On the heels of recent controversies involving Maricopa County Attorney Andrew Thomas, several Valley residents are campaigning to replace him.
Phoenix lawyer Art Hamilton and former Phoenix Mayor Paul Johnson announced Tuesday that they’ve formed an exploratory committee in support of Gerald Richard, director of the Phoenix Police Department, for county attorney in 2008.
“I’m very excited, and I’m honored that the committee has gone ahead and filed the paperwork,” Richard said Tuesday.
Richard, a Democrat, said he’s been interested in running for the position since he was a deputy county attorney more than 14 years ago. He passed up the opportunity to run in 2004 so he’d have more time to spend with his daughter, he said.

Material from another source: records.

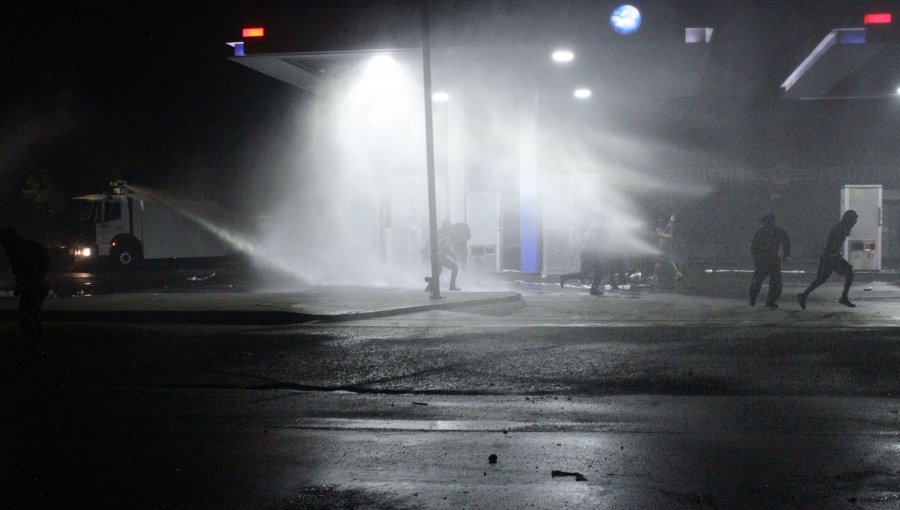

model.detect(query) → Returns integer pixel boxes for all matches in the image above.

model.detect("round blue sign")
[610,4,641,35]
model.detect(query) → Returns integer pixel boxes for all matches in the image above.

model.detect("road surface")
[3,279,900,508]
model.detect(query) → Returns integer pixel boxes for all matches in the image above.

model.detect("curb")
[0,293,522,326]
[309,292,523,323]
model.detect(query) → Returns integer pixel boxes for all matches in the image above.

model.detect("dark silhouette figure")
[560,223,604,295]
[608,242,632,290]
[798,210,858,309]
[651,212,683,283]
[749,214,791,308]
[424,221,460,293]
[0,228,50,350]
[450,222,471,270]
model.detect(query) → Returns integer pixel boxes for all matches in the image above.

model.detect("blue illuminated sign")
[611,5,642,35]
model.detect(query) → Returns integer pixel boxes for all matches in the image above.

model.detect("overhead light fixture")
[552,50,574,63]
[574,88,591,99]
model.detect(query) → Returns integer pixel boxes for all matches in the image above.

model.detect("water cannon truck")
[70,180,235,268]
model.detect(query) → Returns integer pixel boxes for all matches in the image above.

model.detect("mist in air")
[243,47,715,288]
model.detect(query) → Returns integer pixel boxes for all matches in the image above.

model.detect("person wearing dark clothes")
[749,214,791,308]
[0,228,51,350]
[424,221,460,293]
[798,210,858,309]
[608,245,632,290]
[449,222,471,270]
[651,213,684,283]
[560,223,604,296]
[560,224,593,287]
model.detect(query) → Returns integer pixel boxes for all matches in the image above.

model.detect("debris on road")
[488,454,498,464]
[186,272,216,281]
[551,470,587,481]
[411,402,428,406]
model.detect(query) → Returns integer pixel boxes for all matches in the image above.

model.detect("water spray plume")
[123,184,308,283]
[254,54,430,288]
[241,49,718,287]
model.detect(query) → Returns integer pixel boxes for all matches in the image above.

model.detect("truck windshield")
[103,201,122,222]
[78,202,100,223]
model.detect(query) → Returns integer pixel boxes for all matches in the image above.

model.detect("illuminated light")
[896,86,900,94]
[369,54,395,67]
[242,27,265,37]
[611,5,641,35]
[362,56,405,97]
[864,13,892,24]
[350,54,415,127]
[83,247,92,257]
[111,241,117,247]
[552,50,574,63]
[432,91,450,102]
[574,88,592,99]
[685,27,714,43]
[226,41,245,57]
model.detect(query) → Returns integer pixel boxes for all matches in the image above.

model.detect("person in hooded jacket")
[749,213,791,308]
[0,228,51,350]
[798,209,858,309]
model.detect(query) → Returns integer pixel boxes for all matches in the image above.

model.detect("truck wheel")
[112,246,142,268]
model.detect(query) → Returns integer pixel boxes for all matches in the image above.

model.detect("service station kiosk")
[841,184,882,271]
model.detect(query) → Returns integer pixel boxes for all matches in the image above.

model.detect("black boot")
[838,296,855,307]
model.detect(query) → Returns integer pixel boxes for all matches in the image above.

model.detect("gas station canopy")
[227,3,724,99]
[782,19,900,99]
[229,44,714,98]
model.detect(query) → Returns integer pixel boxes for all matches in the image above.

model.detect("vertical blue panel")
[519,93,539,274]
[520,196,539,273]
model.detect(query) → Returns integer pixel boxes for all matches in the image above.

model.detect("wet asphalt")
[2,264,900,508]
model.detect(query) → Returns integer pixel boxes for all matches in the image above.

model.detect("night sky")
[0,1,888,238]
[3,3,278,190]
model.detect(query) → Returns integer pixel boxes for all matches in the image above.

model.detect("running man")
[797,209,858,309]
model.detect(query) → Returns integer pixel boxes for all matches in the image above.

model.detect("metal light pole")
[422,1,442,299]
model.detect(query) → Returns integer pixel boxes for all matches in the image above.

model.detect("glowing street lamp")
[574,88,592,99]
[432,91,450,102]
[552,50,574,63]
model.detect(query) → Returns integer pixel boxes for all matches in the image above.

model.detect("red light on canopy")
[864,13,892,24]
[242,27,265,37]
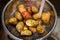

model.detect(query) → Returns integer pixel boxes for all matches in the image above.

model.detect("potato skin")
[15,12,22,20]
[37,25,44,34]
[33,13,39,19]
[23,25,28,30]
[31,6,38,13]
[16,22,24,32]
[41,12,51,24]
[26,19,38,27]
[29,27,37,33]
[18,4,26,13]
[21,30,32,36]
[9,17,17,25]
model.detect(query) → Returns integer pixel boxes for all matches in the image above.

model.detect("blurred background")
[0,0,60,40]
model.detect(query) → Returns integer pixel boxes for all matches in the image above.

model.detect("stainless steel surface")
[2,0,57,40]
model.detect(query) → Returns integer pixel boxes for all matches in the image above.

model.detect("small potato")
[15,12,22,20]
[27,7,32,14]
[29,27,37,33]
[26,19,38,27]
[41,12,51,24]
[16,22,24,32]
[22,11,32,19]
[21,30,32,35]
[18,4,26,13]
[23,25,28,30]
[9,17,17,25]
[37,25,44,34]
[31,6,38,13]
[33,13,39,19]
[18,4,25,8]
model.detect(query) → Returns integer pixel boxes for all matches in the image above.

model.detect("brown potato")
[16,22,24,32]
[26,19,38,27]
[21,30,32,35]
[18,4,26,13]
[15,12,22,20]
[23,25,28,30]
[33,13,39,19]
[9,17,17,25]
[37,25,44,34]
[18,4,25,8]
[41,12,51,24]
[29,27,37,33]
[31,6,38,13]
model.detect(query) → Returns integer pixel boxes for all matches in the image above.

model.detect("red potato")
[26,7,32,14]
[22,11,32,19]
[18,4,32,19]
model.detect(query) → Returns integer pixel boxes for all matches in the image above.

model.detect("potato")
[22,11,32,19]
[23,25,28,30]
[41,12,51,24]
[18,4,25,8]
[21,30,32,35]
[31,6,38,13]
[33,13,39,19]
[15,12,22,20]
[18,4,26,13]
[27,7,32,14]
[9,17,17,25]
[16,22,24,32]
[26,19,38,27]
[37,25,44,34]
[29,27,37,33]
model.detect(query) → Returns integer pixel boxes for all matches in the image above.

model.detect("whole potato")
[21,30,32,36]
[23,25,28,30]
[16,22,24,32]
[37,25,44,34]
[26,19,38,27]
[31,6,38,13]
[41,12,51,24]
[33,13,39,19]
[18,4,25,8]
[29,27,37,33]
[9,17,17,25]
[15,12,22,20]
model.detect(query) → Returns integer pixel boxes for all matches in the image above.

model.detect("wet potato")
[37,25,44,34]
[33,13,39,19]
[9,17,17,25]
[18,4,32,19]
[16,22,24,32]
[18,4,26,13]
[29,27,37,33]
[31,6,38,13]
[15,12,22,20]
[21,30,32,36]
[26,19,38,27]
[41,12,51,24]
[23,25,28,30]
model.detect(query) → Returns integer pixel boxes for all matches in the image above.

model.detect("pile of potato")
[9,4,51,36]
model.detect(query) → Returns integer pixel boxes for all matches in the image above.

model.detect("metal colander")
[2,0,57,40]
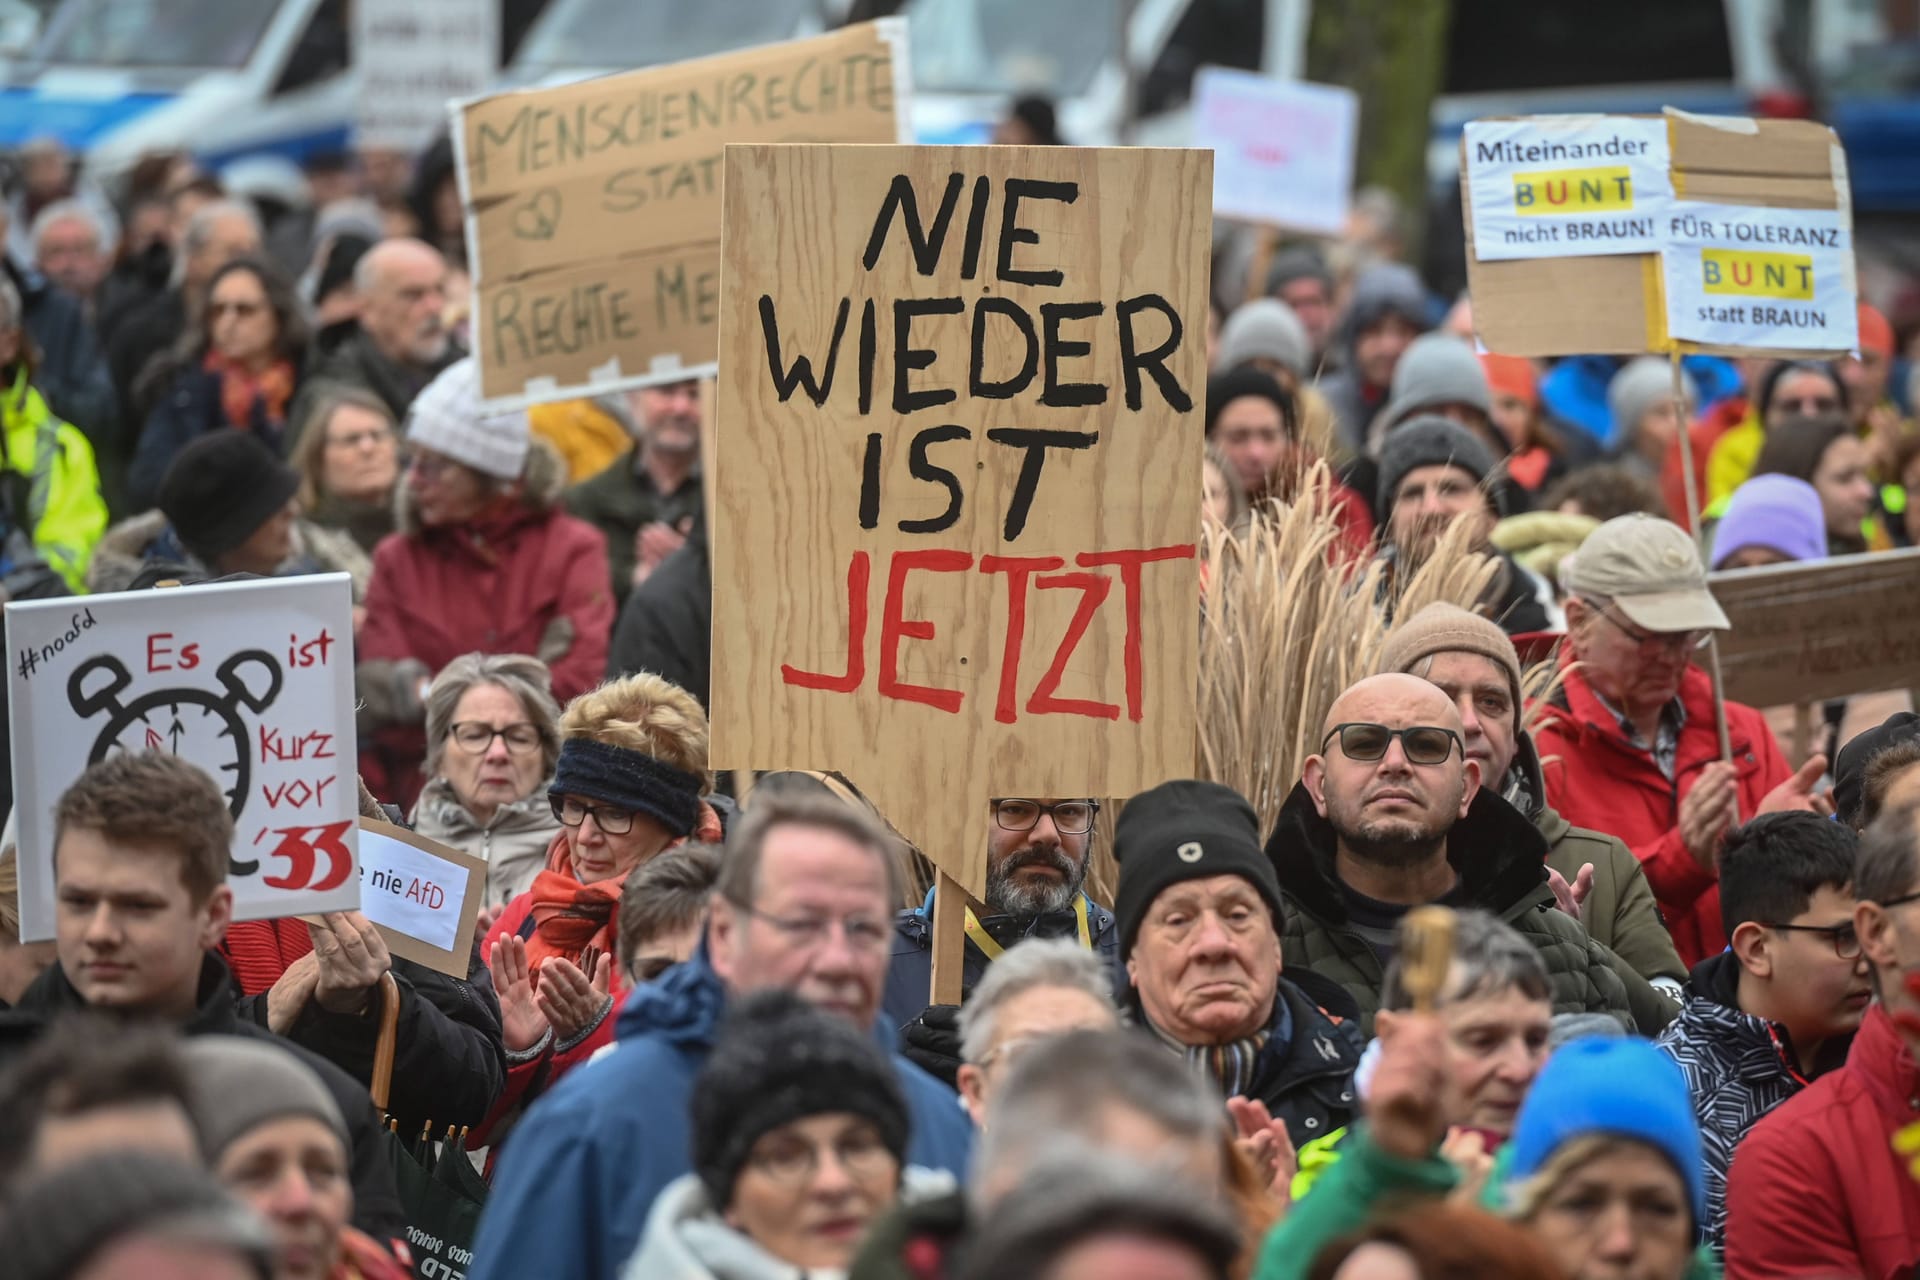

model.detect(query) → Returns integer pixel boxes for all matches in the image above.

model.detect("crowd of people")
[0,89,1912,1280]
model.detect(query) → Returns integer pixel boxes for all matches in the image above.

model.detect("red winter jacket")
[1724,1004,1920,1279]
[358,477,612,807]
[1530,659,1790,967]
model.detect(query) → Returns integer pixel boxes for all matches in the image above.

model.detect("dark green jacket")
[562,448,702,605]
[1263,781,1634,1038]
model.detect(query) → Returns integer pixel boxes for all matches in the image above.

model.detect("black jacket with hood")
[0,953,403,1240]
[1262,779,1634,1037]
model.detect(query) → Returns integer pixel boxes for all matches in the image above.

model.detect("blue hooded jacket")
[468,946,975,1280]
[1538,354,1743,450]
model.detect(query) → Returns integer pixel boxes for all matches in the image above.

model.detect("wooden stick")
[1793,701,1813,764]
[1670,350,1736,776]
[929,871,970,1006]
[1244,225,1279,304]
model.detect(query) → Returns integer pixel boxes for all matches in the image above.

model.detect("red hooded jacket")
[1724,1004,1920,1279]
[1530,659,1790,967]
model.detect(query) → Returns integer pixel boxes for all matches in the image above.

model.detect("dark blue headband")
[550,737,703,838]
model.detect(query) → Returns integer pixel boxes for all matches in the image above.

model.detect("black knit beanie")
[1205,367,1296,438]
[158,429,300,562]
[1374,414,1497,524]
[1113,779,1284,961]
[691,988,909,1209]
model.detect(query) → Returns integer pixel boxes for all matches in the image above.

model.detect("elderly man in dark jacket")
[1115,779,1361,1150]
[1265,673,1633,1037]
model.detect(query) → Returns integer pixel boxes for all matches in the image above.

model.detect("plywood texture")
[710,143,1212,894]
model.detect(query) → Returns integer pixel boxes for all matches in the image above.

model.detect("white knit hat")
[405,357,530,480]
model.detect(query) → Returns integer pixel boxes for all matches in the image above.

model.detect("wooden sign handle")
[930,871,969,1006]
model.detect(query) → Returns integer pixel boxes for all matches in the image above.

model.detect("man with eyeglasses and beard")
[1531,514,1827,968]
[883,797,1118,1081]
[1264,672,1632,1034]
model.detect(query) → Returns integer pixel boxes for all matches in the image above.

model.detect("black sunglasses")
[1321,722,1463,766]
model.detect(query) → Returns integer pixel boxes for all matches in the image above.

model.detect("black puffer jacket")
[0,955,402,1240]
[1263,780,1633,1037]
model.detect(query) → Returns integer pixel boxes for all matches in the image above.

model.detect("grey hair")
[1380,908,1551,1012]
[423,653,563,780]
[0,276,20,333]
[716,789,903,913]
[973,1029,1222,1206]
[172,199,262,287]
[1855,802,1920,907]
[29,198,115,259]
[958,938,1117,1064]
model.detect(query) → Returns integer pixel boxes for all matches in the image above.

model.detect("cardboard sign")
[1464,110,1851,358]
[1710,549,1920,708]
[454,19,911,412]
[1463,116,1671,261]
[709,143,1211,898]
[1660,202,1857,350]
[5,576,359,941]
[1192,67,1355,236]
[356,820,485,978]
[354,0,498,152]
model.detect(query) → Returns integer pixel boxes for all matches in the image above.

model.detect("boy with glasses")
[1265,672,1632,1034]
[1533,513,1826,967]
[1656,812,1867,1258]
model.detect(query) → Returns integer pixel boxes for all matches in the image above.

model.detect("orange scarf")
[204,349,296,430]
[523,832,622,971]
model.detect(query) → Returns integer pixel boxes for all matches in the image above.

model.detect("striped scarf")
[1148,1020,1272,1098]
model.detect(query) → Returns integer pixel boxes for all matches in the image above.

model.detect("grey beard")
[985,846,1088,919]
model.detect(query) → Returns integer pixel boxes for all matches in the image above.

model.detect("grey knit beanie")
[1378,333,1492,433]
[1375,415,1497,522]
[1217,298,1311,380]
[1608,357,1697,443]
[181,1036,350,1161]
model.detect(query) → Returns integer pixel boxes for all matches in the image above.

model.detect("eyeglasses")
[974,1032,1050,1069]
[1320,722,1463,766]
[747,1124,895,1187]
[551,795,638,835]
[450,721,542,754]
[209,299,264,320]
[1874,889,1920,911]
[1774,395,1842,415]
[726,898,892,954]
[1762,920,1862,960]
[407,452,459,480]
[991,798,1098,835]
[326,426,395,452]
[1583,600,1712,654]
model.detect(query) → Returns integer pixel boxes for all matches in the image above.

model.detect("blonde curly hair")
[560,672,713,793]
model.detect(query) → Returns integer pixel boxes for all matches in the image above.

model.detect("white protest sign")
[1660,202,1858,351]
[6,576,358,941]
[1193,67,1356,235]
[355,820,485,977]
[354,0,498,153]
[1464,116,1672,261]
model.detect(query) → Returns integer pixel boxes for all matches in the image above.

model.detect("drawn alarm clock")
[68,649,284,822]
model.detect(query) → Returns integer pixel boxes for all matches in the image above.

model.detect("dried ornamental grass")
[1195,464,1501,839]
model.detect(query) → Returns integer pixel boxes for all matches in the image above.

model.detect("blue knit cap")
[1506,1038,1706,1227]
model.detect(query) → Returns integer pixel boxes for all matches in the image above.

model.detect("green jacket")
[562,448,702,606]
[1255,1128,1720,1280]
[1263,781,1634,1038]
[1,366,105,593]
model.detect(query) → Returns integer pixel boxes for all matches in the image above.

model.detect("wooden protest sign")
[5,576,359,941]
[355,819,486,978]
[1464,111,1855,358]
[709,143,1211,998]
[1710,548,1920,708]
[454,19,910,411]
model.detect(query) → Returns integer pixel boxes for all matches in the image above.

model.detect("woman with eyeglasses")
[286,388,402,562]
[1700,359,1849,513]
[472,671,724,1153]
[1746,412,1892,557]
[626,988,935,1280]
[409,653,565,905]
[130,255,308,510]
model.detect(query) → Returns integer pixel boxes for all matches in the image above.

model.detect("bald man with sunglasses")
[1264,673,1633,1035]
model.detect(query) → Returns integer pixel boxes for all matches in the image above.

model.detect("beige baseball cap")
[1562,513,1730,633]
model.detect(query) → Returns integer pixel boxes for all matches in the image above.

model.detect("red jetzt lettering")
[979,554,1065,724]
[1076,544,1196,721]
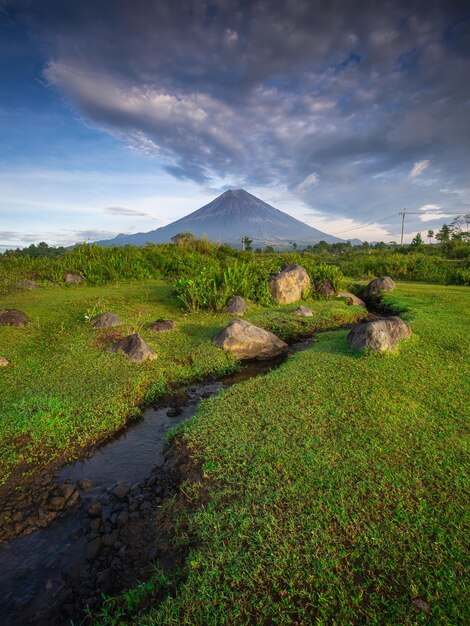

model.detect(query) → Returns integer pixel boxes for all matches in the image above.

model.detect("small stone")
[47,496,66,511]
[362,276,396,299]
[77,479,93,490]
[0,309,31,327]
[0,357,9,366]
[90,518,101,532]
[412,598,431,614]
[112,482,130,500]
[65,490,80,508]
[336,292,366,307]
[11,511,23,523]
[226,296,247,316]
[90,312,122,329]
[167,407,182,417]
[109,334,157,363]
[88,503,102,517]
[293,305,313,317]
[148,319,177,332]
[140,501,151,513]
[86,537,102,561]
[57,483,76,500]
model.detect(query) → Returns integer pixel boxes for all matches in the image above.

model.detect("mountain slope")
[99,189,346,247]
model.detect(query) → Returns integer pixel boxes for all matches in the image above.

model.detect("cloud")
[9,0,469,236]
[409,159,431,179]
[104,206,160,220]
[295,172,320,194]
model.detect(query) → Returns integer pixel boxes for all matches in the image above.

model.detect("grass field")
[0,280,367,484]
[96,283,469,625]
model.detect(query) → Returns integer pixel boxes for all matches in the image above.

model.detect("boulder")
[268,265,311,304]
[362,276,395,299]
[0,357,9,366]
[214,319,287,360]
[347,316,411,353]
[226,296,247,316]
[337,291,366,307]
[315,279,336,297]
[148,319,177,332]
[293,305,313,317]
[0,309,31,327]
[90,311,122,328]
[64,272,85,284]
[109,334,157,362]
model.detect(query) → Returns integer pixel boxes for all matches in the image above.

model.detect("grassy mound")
[97,283,469,624]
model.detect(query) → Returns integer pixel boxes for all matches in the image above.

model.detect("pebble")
[88,503,102,517]
[112,482,130,500]
[77,479,93,490]
[47,496,66,511]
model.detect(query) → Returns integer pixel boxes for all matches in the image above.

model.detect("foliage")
[0,280,366,483]
[95,283,470,625]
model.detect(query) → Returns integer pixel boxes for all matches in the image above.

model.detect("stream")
[0,341,310,625]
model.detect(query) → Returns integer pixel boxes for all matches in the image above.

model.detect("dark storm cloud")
[16,0,470,232]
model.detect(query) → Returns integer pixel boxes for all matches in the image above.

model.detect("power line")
[329,212,399,236]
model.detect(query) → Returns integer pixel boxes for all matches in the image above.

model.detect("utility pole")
[399,208,406,245]
[241,237,245,251]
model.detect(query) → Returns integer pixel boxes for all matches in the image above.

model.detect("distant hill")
[98,189,351,248]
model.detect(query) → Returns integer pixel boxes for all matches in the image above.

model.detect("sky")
[1,0,469,250]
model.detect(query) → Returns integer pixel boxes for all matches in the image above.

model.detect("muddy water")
[0,344,307,625]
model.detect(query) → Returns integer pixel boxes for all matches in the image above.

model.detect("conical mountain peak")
[99,189,345,248]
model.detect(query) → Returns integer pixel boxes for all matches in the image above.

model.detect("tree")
[171,231,196,247]
[264,245,275,253]
[427,229,434,244]
[241,236,253,251]
[289,241,297,250]
[410,232,424,249]
[435,224,451,243]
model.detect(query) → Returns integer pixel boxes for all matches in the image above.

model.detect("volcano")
[99,189,347,248]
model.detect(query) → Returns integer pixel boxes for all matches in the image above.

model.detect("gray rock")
[0,357,9,366]
[112,482,130,500]
[148,319,177,332]
[293,305,313,317]
[348,316,411,353]
[64,273,85,284]
[86,537,102,560]
[362,276,396,299]
[90,518,101,532]
[315,279,336,297]
[226,296,247,315]
[0,309,31,327]
[214,319,288,361]
[337,292,366,307]
[90,312,122,328]
[109,334,157,363]
[268,265,311,304]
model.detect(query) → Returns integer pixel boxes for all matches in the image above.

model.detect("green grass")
[0,280,367,484]
[96,283,469,625]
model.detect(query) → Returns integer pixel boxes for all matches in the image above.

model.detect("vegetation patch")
[96,283,469,624]
[0,280,366,485]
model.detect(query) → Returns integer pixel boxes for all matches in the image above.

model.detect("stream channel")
[0,340,311,625]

If elected, Richard said he’d focus on “prosecution over politics” and building consensus among law enforcement, the courts and the public. He named violent crime, illegal immigration and juvenile justice as issues that would be central to his campaign.
The committee’s announcement follows a string of highly scrutinized moves by Thomas, which included his request in October for a senior Superior Court judge to recuse himself from all cases involving the county attorney’s office and aggressive investigations into the Phoenix New Times newspaper and state Attorney General Terry Goddard, to whom he lost the 2002 election for attorney general.
“Gerald Richard is someone who will go after the bad guys,” said Johnson, the committee’s finance chairman, in a prepared statement. “Even more important, he doesn’t define the bad guys as his critics including judges, attorney generals and the newspapers.”
Committee member Karl Gentles said the timing of the announcement wasn’t planned to coincide with the recent disputes over Thomas’ conduct.
“Gerald is a relative newcomer to the political process,” Gentles said. “The exploratory committee really felt it was time to get this together to tell how strong of a chance he has.”
“We’re on our own timeline,” Gentles added.
Richard has been the director of the Phoenix Police Department for 14 years, where he oversees the administrative support division. He earned his bachelor’s and law degrees from Arizona State University.
He also received a master’s degree in educational leadership from Northern Arizona University, where he is pursuing a doctorate and teaching.
The county attorney’s office had no comment on the announcement Tuesday evening.